A considerable obstacle to international members participating in Board and Management Council meetings is the great time zone difference. In Australia, our (evening) meetings are in early afternoon: in India, at the start of the work day.
Meanwhile, we continue to support efforts in Chile, Mexico, Sweden, and Australia.
Our logical avenues for expansion are the English-Speaking world including the nations of the British Commonwealth, and the Spanish speaking population of the Western Hemisphere. The later, despite our efforts in Mexico and Chile, will take a new team and much time and work to become real.
We are limited in what we can do by two things:
1. Available Volunteers
2. Available Funds – If we want to do exciting projects we need to do much better at attracting donations. To some extent, this is a chicken or egg matter. We have to play the Rooster’s role: If we announce exciting projects for which we have the resources to define and develop the project idea, we can leverage enthusiasm for the project to raise funds.
We do have enough funds to consider undertaking more projects, but
lack the volunteers needed to take the initiative in doing so. Art.
Design and engineering competitions and contests, for example.
As President, I feel privileged to work with such a fine team of officers and board members.
Once again we will soon begin the annual election process in which half of our leaders are elected in even number years, half in odd number years, all serving two year terms.
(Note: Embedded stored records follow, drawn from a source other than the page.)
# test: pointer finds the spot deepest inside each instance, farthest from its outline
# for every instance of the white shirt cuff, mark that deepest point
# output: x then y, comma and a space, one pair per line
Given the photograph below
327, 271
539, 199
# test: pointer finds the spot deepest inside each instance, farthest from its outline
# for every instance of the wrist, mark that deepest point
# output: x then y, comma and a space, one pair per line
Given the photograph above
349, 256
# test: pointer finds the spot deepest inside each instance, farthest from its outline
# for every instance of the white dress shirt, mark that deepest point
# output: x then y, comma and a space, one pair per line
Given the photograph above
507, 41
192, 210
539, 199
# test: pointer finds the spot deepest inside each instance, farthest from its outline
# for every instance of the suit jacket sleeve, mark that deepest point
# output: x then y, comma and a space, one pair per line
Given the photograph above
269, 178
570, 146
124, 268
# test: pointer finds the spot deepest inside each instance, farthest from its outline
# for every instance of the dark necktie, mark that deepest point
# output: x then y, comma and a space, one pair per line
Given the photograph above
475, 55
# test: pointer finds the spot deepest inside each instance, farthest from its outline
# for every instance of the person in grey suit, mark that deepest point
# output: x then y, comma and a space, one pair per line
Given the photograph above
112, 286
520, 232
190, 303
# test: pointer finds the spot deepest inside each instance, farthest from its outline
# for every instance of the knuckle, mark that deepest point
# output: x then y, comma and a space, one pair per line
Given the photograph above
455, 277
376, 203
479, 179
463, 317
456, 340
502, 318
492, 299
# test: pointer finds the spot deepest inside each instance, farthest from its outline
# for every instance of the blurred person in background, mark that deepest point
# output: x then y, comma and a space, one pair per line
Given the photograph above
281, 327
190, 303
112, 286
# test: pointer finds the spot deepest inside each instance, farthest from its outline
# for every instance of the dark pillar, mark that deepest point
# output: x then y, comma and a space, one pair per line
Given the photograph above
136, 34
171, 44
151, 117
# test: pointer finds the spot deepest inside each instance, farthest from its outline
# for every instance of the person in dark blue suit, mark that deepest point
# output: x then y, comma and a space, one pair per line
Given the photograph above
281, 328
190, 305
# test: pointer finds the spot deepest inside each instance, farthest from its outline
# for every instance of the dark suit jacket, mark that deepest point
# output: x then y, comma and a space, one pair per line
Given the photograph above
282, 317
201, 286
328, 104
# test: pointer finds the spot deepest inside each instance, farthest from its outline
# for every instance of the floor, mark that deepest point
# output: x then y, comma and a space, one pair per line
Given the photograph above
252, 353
This guarantees a level of continuity along with the opportunity to bring in fresh talent.
If you have leadership abilities, as well as free time to attend meetings the first and third Wednesday evenings (for US leaders, Thursday mornings in India, Thursday afternoons in Australia) please consider running for a position. Fresh blood is always welcome, and some of those who have served for a long time may wish to be replaced.
I myself could probably continue to do many of the things I do, if replaced at the helm. It is not healthy for any organization to have people who are indispensable, as none of us is immortal.
I would like to take this occasion to express special appreciation to the following leaders:
David Dunlop (Green Bay, WI) continues to travel around the country, taking in conferences, and networking at every opportunity, on behalf of the Society, but on his own dime. As Director of Project Development, an unpaid staff position, his assistance to the Society has been enormous. He has been my partner as well, in the MMM-India Quarterly initiative, and in encouraging Indians to organize Moon Society India, again making timely contributions on his dome.
James Gholston (Denton, TX), at his own expense, has kept us supplied with books to send to new members.
Scotty Gammenthaler (Princeton,TX) and James Rogers (Longview, TX) had teamed up to give the secondary pages of our website a whole new look and some well-needed uniformity.
Charles Radley (Portland, OR), our vice-president, misses no opportunity to spread the word about the Society on various social networks, and has also worked tirelessly to solicit sources of income for us.
In fact, all of our officers and directors have been most helpful with their input. I am proud to serve with them.